La tempestività è cruciale. Ma la finestra per sciogliere un trombo responsabile di un ictus e salvare la vita al paziente è più lunga di quanto si riteneva in passato. La «barriera» delle sei ore, di fatto, oggi non esiste più. Lo spazio per un intervento efficace si estende di sicuro fino a nove ore, come sancisce una metanalisi pubblicata sulla rivista «The Lancet».

Un’opportunità per tutti quei pazienti che arrivano in ritardo in ospedale o che, per altre ragioni, non possono essere sottoposti all’intervento di chirurgia endovascolare per la rimozione del trombo .

Trombolisi efficace anche dopo 9 ore

Avere più tempo per somministrare il trattamento che può salvare la vita di un paziente colpito da un ictus cerebrale (sono 150mila ogni anno, soltanto in Italia) permette di aumentare le possibilità di recupero e limitare le conseguenze disabilitanti causate dall’evento acuto. Con la trombolisi, si procede alla somministrazione di un farmaco capace di liberare l’arteria cerebrale occlusa nelle prime ore dopo l’intervento.

L’intervallo in cui questa procedura si rivela efficace oggi si scopre superiore rispetto a quanto finora osservato.
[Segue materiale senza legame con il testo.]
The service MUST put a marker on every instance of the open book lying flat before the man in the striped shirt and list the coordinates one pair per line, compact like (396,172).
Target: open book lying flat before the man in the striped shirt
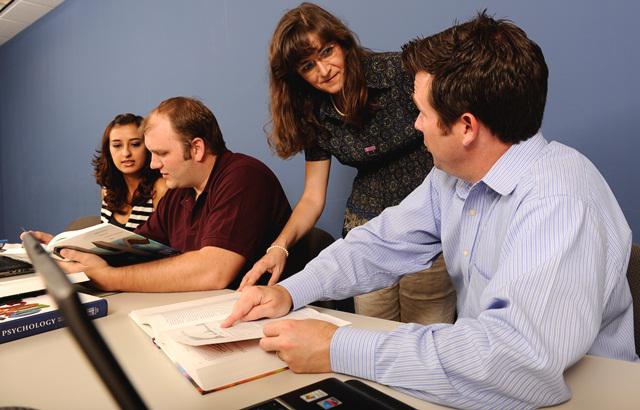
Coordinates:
(210,357)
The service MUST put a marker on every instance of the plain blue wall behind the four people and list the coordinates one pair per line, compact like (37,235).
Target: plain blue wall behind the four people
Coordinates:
(64,78)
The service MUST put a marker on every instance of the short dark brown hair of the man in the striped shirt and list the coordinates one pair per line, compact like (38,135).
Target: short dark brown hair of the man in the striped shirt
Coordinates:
(486,67)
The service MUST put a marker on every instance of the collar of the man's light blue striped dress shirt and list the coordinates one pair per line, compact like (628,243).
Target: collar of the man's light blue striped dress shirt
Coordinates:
(505,174)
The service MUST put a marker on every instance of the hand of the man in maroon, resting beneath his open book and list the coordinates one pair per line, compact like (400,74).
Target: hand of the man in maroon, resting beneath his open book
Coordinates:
(93,266)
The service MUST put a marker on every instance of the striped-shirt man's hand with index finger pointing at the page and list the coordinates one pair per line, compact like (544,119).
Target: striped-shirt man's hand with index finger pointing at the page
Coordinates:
(257,302)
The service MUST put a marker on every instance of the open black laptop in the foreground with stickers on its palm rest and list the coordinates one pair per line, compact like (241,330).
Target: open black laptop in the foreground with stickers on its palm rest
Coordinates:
(325,394)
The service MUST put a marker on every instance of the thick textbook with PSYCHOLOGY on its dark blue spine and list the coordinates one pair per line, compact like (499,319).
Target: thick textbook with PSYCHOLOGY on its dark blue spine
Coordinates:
(29,316)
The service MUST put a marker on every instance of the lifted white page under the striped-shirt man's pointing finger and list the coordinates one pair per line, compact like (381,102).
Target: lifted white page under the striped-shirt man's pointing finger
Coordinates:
(210,332)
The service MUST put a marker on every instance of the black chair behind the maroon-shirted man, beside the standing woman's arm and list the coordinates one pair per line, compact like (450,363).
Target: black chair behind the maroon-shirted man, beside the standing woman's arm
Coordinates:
(307,248)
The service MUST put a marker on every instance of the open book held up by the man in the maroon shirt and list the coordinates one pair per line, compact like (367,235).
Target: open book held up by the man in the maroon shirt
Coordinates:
(116,245)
Danilo Toni, direttore dell’unità di trattamento neurovascolare e neurologia d’urgenza Policlinico Umberto I di Roma, conferma che il trattamento dell’ictus è «tempo-dipendente»: «La mortalità, il rischio di emorragie intracraniche e le disabilità permanenti diminuiscono in maniera significativa ogni 15 minuti giocati in anticipo - dichiara l’esperto, presidente dell’Italian Stroke Organization -. Per questo è fondamentale che, in presenza dei sintomi dell’ictus, una persona venga trasportata dall’ambulanza del 112 al pronto soccorso più vicino, ma di ospedale dotato di una unità neurovascolare». Oggi si riconosce, però, che questo intervallo può durare fino a nove ore: non in tutti i pazienti, ma in quelli che hanno dato determinati riscontri all’esame dell’imaging cerebrale.
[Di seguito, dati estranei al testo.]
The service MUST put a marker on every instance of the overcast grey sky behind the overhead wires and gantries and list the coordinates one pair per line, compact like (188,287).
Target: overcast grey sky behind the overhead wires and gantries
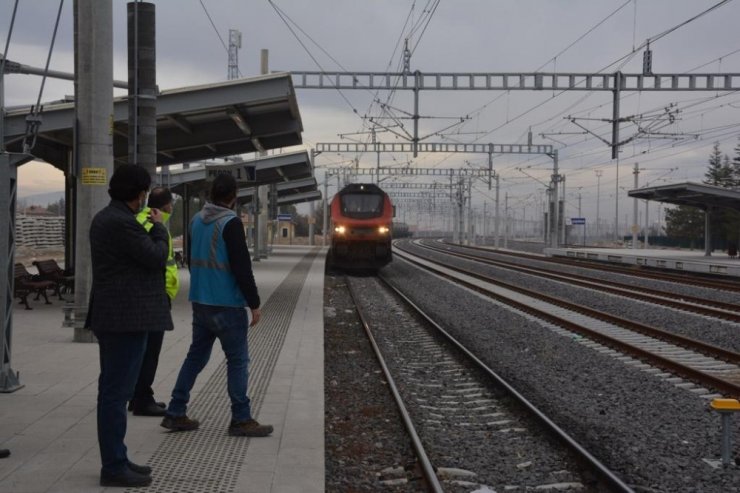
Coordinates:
(459,36)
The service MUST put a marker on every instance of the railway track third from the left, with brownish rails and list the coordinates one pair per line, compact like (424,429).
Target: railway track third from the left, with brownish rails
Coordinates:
(691,304)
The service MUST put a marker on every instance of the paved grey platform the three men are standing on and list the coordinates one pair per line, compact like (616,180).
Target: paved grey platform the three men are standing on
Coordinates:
(49,425)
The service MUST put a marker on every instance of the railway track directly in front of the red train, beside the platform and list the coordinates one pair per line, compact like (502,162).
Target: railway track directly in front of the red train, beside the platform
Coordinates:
(459,413)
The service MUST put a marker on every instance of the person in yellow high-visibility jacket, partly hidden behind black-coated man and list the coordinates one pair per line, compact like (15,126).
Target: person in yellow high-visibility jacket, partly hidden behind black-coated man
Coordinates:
(143,402)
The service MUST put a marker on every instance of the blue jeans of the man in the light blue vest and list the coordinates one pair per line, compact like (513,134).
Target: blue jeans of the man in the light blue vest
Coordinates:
(228,325)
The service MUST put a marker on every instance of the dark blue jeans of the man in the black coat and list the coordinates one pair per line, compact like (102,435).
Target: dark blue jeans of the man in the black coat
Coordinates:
(121,354)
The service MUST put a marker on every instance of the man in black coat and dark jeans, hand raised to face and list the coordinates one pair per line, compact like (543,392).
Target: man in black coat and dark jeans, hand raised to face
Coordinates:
(128,299)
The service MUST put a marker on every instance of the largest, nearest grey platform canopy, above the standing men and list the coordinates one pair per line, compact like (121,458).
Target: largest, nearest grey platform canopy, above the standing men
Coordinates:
(193,123)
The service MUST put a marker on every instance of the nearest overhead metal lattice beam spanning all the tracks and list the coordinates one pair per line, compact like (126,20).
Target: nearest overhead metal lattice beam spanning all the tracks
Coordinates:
(506,81)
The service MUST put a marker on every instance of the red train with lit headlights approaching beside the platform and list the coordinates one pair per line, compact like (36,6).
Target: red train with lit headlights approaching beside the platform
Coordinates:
(362,218)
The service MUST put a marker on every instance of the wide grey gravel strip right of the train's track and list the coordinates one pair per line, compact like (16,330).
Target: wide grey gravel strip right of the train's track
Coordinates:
(653,434)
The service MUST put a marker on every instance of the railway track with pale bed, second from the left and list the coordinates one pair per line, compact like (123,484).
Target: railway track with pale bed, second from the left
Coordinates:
(707,365)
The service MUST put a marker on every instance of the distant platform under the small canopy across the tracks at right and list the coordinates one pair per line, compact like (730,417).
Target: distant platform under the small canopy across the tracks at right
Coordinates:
(718,263)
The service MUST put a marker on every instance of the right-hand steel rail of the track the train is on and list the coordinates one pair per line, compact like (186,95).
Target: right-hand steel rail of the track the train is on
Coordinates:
(604,472)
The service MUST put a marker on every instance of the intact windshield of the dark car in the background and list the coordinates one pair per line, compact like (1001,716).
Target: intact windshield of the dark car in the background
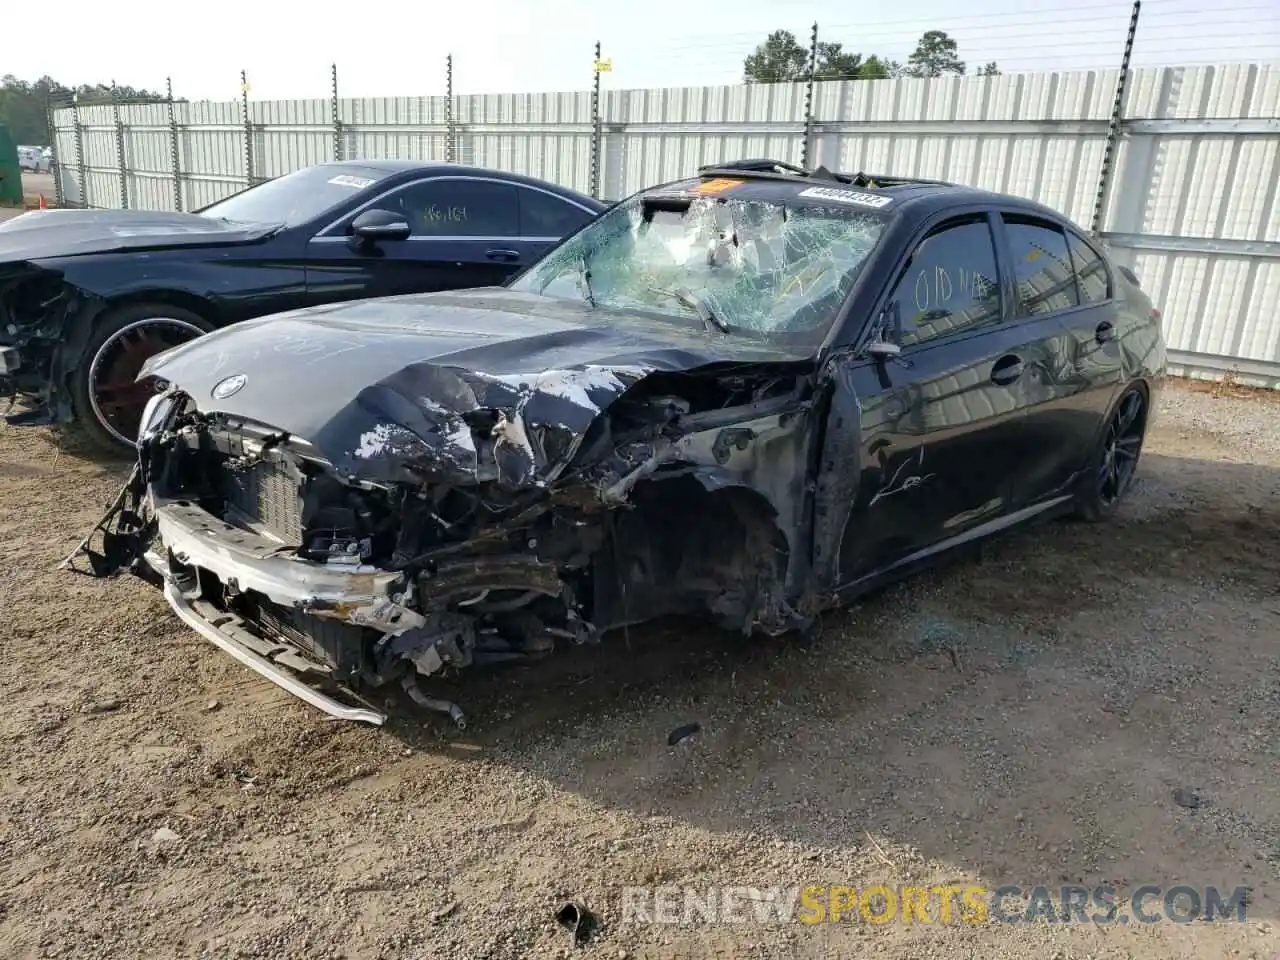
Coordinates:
(295,198)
Più tempo per salvarsi dall’ictus cerebrale

Per rientrare in questo sottogruppo, occorre che l’area colpita dall’ictus non sia troppo estesa e che ci sia una larga area del cervello a rischio ischemia, ma ancora salvabile. Il dato delle nove ore giunge un anno dopo un altro, pubblicato sul «New England Journal of Medicine», che aveva evidenziato una efficacia del trattamento farmacologico (nel ridurre le conseguenze) fino anche a 24 ore dopo l’inizio dell’evento acuto. Ancor più in questo caso, è però cruciale selezionare i pazienti (l’efficacia non è uguale per tutti). In questi casi l’obiettivo, oltre alla riduzione della mortalità, è il contenimento delle disabilità determinate dall’ictus: i cui numeri crescono di pari passo con il calo dei decessi dovuti alla malattia. Si sopravvive più che in passato (oggi 8 persone su 10 riescono a sconfiggere un «killer» come l’ictus cerebrale), ma si «paga un prezzo» più alto negli anni successivi .

Trombolisi o trombectomia?

In alternativa, per i pazienti colpiti da un ictus, c’è la possibilità di essere sottoposti alla rimozione del trombo per via meccanica. Attraverso un catetere inserito nell’arteria femorale, è possibile risalire sino al cervello e arrivare nella zona dove è presente l’ostruzione. La scelta di quale tecnica utilizzare dipende dalle dimensioni e dalla localizzazione del trombo, oltre che dall’eventuale contemporanea presenza di altre condizioni (nelle persone operate da poco o in terapia anticoagulante non è possibile ricorrere al trattamento farmacologico).

Secondo gli esperti, circa il 20-30 per cento degli ictus è causato da trombi di grandi dimensioni che vanno a ostruire i grandi vasi. In questi casi, con i farmaci si può fare poco. La rimozione meccanica è dunque considerata più indicata e di maggiore successo. Fondamentale si conferma nuovamente il fattore tempo. Ogni minuto perso aumenta sensibilmente la probabilità di non sopravvivere all’evento o di dover convivere con una grave disabilità.